Karigan glanced out the snowy window in surprise. It was better than hearing,
The way you pace in circles and mutter to yourself looks insane.
“Anyway,” Mara continued, dissipating the odd moment, “I come with good news. Garth has proclaimed your new room in the Rider wing ready, and Master Vanlynn has given you leave to, well, leave. The mending wing, that is.”
“Finally!”
The only possessions Karigan had to take with her were the clothes she wore and the bonewood. Mara, noticing, spoke about going shopping down in the city for any extras Karigan might require. If she hadn’t needed even the most basic things, because she’d been declared dead and her possessions had been returned to her father, it would have been an ordinary conversation. Even so, Mara still managed to get her excited about the prospect of a shopping trip, and they discussed which stores to visit in very much the same manner as they would have before Karigan had ever gone off to Blackveil.
As they approached the Rider wing, Mara said, “Most everyone is at lessons or doing chores.”
It was more likely Captain Mapstone did not wish Karigan to be overwhelmed by curious Riders. She was under the impression she was considered a bit fragile.
MEOW!
Karigan glanced down, and there was Ghost Kitty rubbing against her legs, leaving a trail of white and gray fur on her trousers. She picked him up, and he butted his head against her chin. She laughed.
“The menders had to keep shooing him from the mending wing,” Mara explained. “He knew you were back. Condor has been just as ridiculous, jumping the pasture fence and trying to run into the castle.”
Karigan froze with Ghost Kitty purring in her arms.
Condor!
But what she saw in her mind was a bay stallion rearing in the palace. Palace? There had been a palace. And a horse. But she could not recall the horse’s name or why she thought of him.
Mara, mistaking her reaction, said, “Don’t worry, we’ll go see Condor next. And all the others.”
“All the others?”
“The horses Damian Frost brought while you were in Blackveil.”

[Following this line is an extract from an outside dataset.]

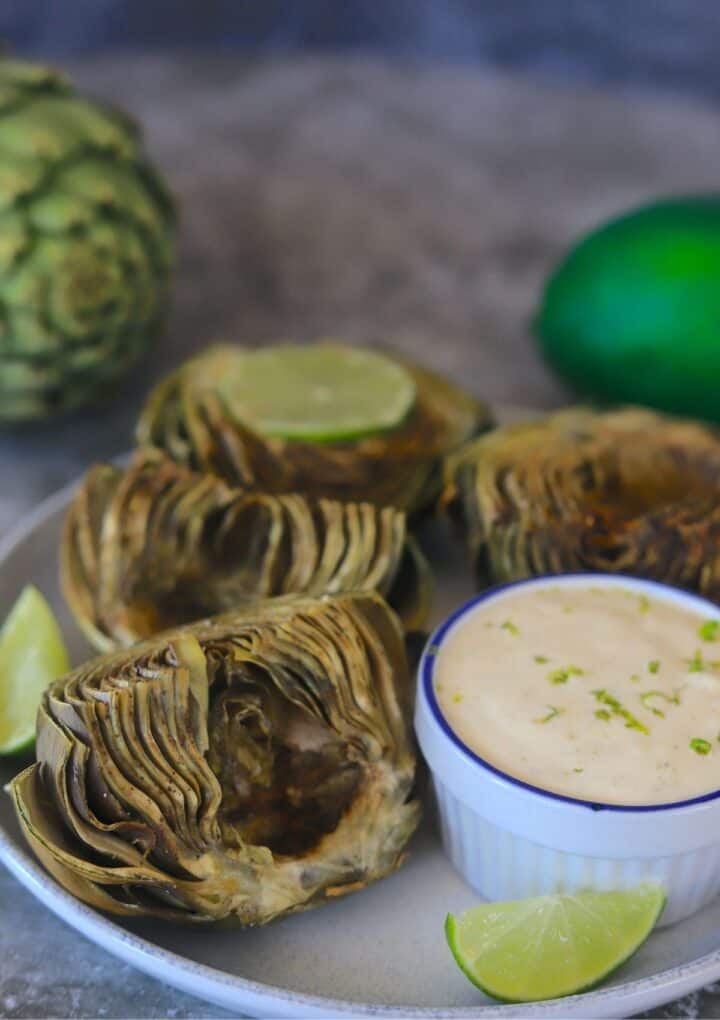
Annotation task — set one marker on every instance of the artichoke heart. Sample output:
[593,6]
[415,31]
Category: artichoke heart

“Oh!” She couldn’t wait to go see them all, especially Condor.
Ghost Kitty leaped out of her arms and trotted ahead of them into the Rider wing. Karigan passed familiar doors, including the one to her old room. She peered into the common room with its big table, which looked just the same as she remembered. That not everything had changed was very comforting.
Mara took her all the way down the corridor and around a corner. This was an ancient section of castle they were re-inhabiting, the ceilings lower and stonework cruder, the air currents smelling of must, and the dark corners full of secrets.
“Sorry to say,” Mara said, “but we ran out of rooms on the main corridor, which is a good thing if you think about it.”
It was. It meant more Riders had answered the call. Riders she had yet to meet. For all that it was good, the old corridors made Karigan uneasy. They were restless with whispers and creaking and shifting shadows.
Mara stopped at the first door. Lamps were lit on either side of it and across the hall to fight off the gloom. Beyond the pool of light lay a wall of dark.
“Anyway,” Mara said, “you are the first to have a room down this way, so the whole corridor is yours until we get more green Greenies.”
“All mine,” Karigan said with trepidation. It was going to be a little too quiet, or perhaps un-quiet?
Ghost Kitty scratched the thick-timbered door.
“Go on in,” Mara said.
Karigan did and found a large chamber—large, anyway, compared to the other rooms of the Rider wing. There were support pillars of carved wood, four arrow slit windows with drapes pulled aside, and an actual hearth.